Indeed, it was a matter of great frustration to many Cold War presidents that their nonmilitary options for addressing Soviet aggression were so few. When the USSR invaded Hungary in 1956, Dwight Eisenhower did little more than complain to the United Nations. When Soviet troops crushed the Prague Spring in Czechoslovakia in 1968, Lyndon Johnson, similarly, went to the U.N. Neither was willing to risk a broader war to halt the Soviet invasions. John Kennedy made the same calculation when the Berlin Wall went up in 1961. As did Ronald Reagan in September 1983, when the Soviets shot down an unarmed South Korean civilian plane that had veered into their airspace. Reagan proclaimed it a “crime against humanity” and an “act of barbarism.” But his actions were weak when contrasted with his words. All Reagan did was cancel an agreement on cooperation on transportation and reaffirm an existing ban on any landings in the United States by the Soviet airline Aeroflot.
The dynamic began to change when the Cold War ended and Russia could no longer keep its trading within the former Comintern countries of the Eastern Bloc. Starting in 1989, Moscow desperately wanted to turn the G-7 into the G-8, and the message from the West was that the price of admission included shifts toward genuine democracy and economic integration.
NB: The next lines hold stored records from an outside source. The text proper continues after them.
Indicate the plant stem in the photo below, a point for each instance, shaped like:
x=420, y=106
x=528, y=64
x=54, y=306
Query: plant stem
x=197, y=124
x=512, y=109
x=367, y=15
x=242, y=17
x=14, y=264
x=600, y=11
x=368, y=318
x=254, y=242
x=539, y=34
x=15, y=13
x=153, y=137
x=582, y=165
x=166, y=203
Reforms began. And by 1991, the annual allied summits were being called “G-7 Plus One.” At the Denver summit in 1997, Russia was rewarded for joining the Paris Club of creditor nations with full membership in what then became the G-8.
That gave George W. Bush new options in 2008, when Russia invaded parts of Georgia. He chose not to use any that would hurt Moscow, instead sending humanitarian aid to Georgia and suspending NATO military contacts with Russia and a pending civilian nuclear agreement. But even with this restrained response, the Russian economy shrank by 8 percent between 2008 and 2009, taking a hit far worse than the rest of the world suffered that year. “A lot of Russian officials and members of the elite were caught off guard by just how vulnerable to global financial pressures they actually were,” Mankoff told National Journal.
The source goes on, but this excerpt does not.